Il sera seul aussi à porter le poids de la défaite. Car, sauf extraordinaire coup de théâtre, le candidat Barak va subir l'échec le plus retentissant de toute l'histoire d'Israël. Vendredi, deux sondages lui donnaient respectivement 16 et 21 points de retard sur Sharon. Même ses plus proches collaborateurs reconnaissent désormais que tout semble fini.

Mais Ehud Barak persiste. Selon lui, c'est seulement maintenant, débarrassé du «handicap Peres» que sa campagne peut vraiment commencer. «Je suis en paix avec moi-même et je suis confiant», disait-il dans une interview parue vendredi dans le journal Ma'ariv. Derrière lui, pourtant, tous les poids lourds travaillistes ont déjà commencé à se distancier, pensant au lendemain de l'élection et à la place du président du parti, qui devrait rapidement se libérer.

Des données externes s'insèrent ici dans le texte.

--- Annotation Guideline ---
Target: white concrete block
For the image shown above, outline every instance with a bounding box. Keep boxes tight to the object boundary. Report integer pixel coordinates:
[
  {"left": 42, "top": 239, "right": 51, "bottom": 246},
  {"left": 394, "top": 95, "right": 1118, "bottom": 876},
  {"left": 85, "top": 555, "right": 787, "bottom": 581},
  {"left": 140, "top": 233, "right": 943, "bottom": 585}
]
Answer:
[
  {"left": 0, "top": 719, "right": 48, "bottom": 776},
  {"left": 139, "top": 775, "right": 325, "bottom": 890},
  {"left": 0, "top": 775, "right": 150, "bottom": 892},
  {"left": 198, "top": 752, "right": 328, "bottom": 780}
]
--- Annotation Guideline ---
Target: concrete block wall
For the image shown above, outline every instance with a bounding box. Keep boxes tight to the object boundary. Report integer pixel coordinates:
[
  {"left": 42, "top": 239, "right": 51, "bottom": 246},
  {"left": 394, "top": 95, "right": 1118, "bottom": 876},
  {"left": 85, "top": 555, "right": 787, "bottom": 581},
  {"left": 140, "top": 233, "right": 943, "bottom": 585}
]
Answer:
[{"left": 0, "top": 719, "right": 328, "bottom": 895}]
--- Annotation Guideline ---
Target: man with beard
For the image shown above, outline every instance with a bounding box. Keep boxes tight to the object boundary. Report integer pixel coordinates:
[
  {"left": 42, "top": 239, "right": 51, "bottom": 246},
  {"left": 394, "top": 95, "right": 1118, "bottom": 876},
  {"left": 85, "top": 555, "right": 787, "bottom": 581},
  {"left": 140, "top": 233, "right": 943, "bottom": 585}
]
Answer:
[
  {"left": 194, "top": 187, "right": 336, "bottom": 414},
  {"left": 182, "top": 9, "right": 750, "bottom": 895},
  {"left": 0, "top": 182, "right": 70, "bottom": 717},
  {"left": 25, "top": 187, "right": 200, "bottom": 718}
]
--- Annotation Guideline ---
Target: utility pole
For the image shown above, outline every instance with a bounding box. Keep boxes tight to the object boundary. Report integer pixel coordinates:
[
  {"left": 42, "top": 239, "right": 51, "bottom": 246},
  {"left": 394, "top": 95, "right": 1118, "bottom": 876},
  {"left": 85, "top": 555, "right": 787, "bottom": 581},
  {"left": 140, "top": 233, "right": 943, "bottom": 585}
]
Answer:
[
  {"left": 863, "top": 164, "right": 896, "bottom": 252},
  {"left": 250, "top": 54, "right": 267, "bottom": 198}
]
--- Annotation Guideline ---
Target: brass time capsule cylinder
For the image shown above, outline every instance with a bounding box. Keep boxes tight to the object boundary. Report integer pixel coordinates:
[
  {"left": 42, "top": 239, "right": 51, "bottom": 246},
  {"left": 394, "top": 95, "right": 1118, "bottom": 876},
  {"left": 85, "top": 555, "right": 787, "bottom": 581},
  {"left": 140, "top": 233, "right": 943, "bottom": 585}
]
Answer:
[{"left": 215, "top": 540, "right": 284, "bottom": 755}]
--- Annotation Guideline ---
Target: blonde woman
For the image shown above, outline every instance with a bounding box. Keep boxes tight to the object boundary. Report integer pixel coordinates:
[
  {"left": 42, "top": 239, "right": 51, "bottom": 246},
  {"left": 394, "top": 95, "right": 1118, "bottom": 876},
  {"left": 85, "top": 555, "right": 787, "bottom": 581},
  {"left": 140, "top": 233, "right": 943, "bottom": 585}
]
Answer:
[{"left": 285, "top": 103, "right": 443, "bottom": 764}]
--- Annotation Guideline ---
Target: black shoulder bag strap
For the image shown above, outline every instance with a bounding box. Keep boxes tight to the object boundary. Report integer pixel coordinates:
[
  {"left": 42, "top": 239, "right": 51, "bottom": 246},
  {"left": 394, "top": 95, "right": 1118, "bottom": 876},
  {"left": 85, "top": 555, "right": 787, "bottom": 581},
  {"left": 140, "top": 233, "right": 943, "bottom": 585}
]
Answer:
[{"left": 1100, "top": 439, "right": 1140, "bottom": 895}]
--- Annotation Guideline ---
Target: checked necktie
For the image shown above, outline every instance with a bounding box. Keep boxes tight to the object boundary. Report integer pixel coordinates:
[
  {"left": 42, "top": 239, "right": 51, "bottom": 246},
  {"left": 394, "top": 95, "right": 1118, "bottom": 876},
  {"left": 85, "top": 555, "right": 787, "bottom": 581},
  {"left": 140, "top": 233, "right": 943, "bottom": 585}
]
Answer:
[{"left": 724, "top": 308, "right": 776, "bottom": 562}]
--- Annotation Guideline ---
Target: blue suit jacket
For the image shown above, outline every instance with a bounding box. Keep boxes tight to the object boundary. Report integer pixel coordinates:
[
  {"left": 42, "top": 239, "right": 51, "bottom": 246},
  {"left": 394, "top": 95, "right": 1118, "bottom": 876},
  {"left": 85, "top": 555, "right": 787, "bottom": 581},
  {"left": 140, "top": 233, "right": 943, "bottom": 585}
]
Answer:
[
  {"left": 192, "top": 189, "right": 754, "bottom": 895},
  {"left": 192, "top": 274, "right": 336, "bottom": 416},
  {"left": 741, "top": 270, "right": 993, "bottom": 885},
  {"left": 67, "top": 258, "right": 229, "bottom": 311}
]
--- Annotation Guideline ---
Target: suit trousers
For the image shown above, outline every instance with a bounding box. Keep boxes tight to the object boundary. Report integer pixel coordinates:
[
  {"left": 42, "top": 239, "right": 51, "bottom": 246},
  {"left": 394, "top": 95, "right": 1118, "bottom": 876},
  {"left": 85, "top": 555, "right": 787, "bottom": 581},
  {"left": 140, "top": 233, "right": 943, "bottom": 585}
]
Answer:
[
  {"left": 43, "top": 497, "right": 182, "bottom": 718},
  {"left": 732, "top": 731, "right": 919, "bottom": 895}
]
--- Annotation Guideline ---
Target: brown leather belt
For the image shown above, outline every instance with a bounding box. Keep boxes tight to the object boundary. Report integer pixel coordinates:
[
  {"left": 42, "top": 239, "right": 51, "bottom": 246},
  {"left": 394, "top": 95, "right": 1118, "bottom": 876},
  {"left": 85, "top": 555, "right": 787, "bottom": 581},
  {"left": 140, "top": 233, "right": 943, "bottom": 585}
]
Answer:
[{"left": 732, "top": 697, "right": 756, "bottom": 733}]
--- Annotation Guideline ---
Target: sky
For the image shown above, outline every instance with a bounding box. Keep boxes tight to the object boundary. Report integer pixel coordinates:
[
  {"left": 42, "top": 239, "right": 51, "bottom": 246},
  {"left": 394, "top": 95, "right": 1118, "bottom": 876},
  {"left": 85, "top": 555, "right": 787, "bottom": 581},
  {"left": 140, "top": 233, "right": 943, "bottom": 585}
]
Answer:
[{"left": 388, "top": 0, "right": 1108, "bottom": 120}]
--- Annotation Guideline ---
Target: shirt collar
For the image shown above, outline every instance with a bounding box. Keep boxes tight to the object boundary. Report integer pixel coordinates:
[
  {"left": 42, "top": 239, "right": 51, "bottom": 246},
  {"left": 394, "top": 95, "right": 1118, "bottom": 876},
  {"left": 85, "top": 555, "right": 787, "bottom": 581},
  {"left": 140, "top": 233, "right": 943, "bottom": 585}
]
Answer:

«Barak a déçu beaucoup de gens», soupire Irena Steinsfeld, professeur et l'une des figures importantes du mouvement Peace Now. Le «camp de la paix», dont beaucoup de membres ont activement travaillé en faveur de la candidature Peres, en a les bras qui tombent. A sa gauche, c'est surtout la manière de Barak qui révulse. «Il a lancé des propositions aux Palestiniens sur le mode: «Vous prenez ou vous crevez!» C'est insupportable.»

Vendredi, Irena Steinsfeld mettait la dernière main aux pancartes qui parsèmeront la manifestation qu'organise Peace Now ce week-end. «Il faut continuer à lutter pour la paix»: un slogan minimaliste pour un mouvement que les violences ont fortement désorienté. Faute de se mettre d'accord sur un thème plus actuel, c'est contre… la guerre du Liban de 1982 que sera dirigée la manifestation, et plus précisément contre les violences de l'extrême droite, qui, à cette époque, avaient coûté la vie à un militant pacifiste. «Qui dit guerre du Liban, pense immédiatement Ariel Sharon», explique le professeur faisant référence au rôle central joué par le chef du Likoud dans le déclenchement du conflit.

Entre Sharon, le fauteur de guerre, et Barak, le répudié, le choix est restreint pour les électeurs de gauche. Une grande publicité s'étalait vendredi dans les journaux, où quelques dizaines de personnalités leur demandaient de s'abstenir ou de voter blanc. Ce que feront sans doute aussi une grande partie des Arabes israéliens et des nouveaux immigrants, russes notamment, déçus par Barak mais peu attirés par le faucon du Likoud. «Moi je voterai Barak, tranche pourtant Irena Steinsfeld. J'ai deux candidats en face de moi, et mon devoir de citoyenne est de choisir parmi eux.»